The insureds had a policy with Farm Bureau. Stanczak sued Chisholm, the insureds and Farm Bureau. Farm Bureau denied coverage and filed a complaint for a declaratory judgment. Farm Bureau then moved for summary judgment which was granted.
On appeal, the insureds argued that the shooting - while intentional from Chisholm's point of view - was an accident from theirs, and thus was a covered "occurrence." Farm Bureau asserted that the injuries flowed directly from the intentional shooting, and thus were not an "occurrence."

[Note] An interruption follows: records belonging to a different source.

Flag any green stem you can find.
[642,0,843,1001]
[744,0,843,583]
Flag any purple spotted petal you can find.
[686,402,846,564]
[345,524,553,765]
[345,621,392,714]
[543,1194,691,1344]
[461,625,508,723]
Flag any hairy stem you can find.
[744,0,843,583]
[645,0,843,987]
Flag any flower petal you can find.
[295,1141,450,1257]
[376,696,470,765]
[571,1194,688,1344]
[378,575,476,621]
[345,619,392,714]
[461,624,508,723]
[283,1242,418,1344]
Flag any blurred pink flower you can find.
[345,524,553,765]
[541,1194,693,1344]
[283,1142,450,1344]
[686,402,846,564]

Idaho followed the "nature of the event" test, whereby negligence claims against in insured that directly arose out of the intentional act of a third party were not covered because the underlying causative act was not covered. While the insureds argued that the incident fell precisely in line with the definition of an accident from their perspective - the shooting was an unexpected event resulting from their purported negligence - Idaho law used a contrary interpretation. A reasonable person would view Stanczak's injuries as resulting from an assault. An intentional shooting caused the injuries, and thus the shooting was not an "occurrence" under Idaho law.
Therefore, the court affirmed the trial court's grant of summary judgment to Farm Bureau.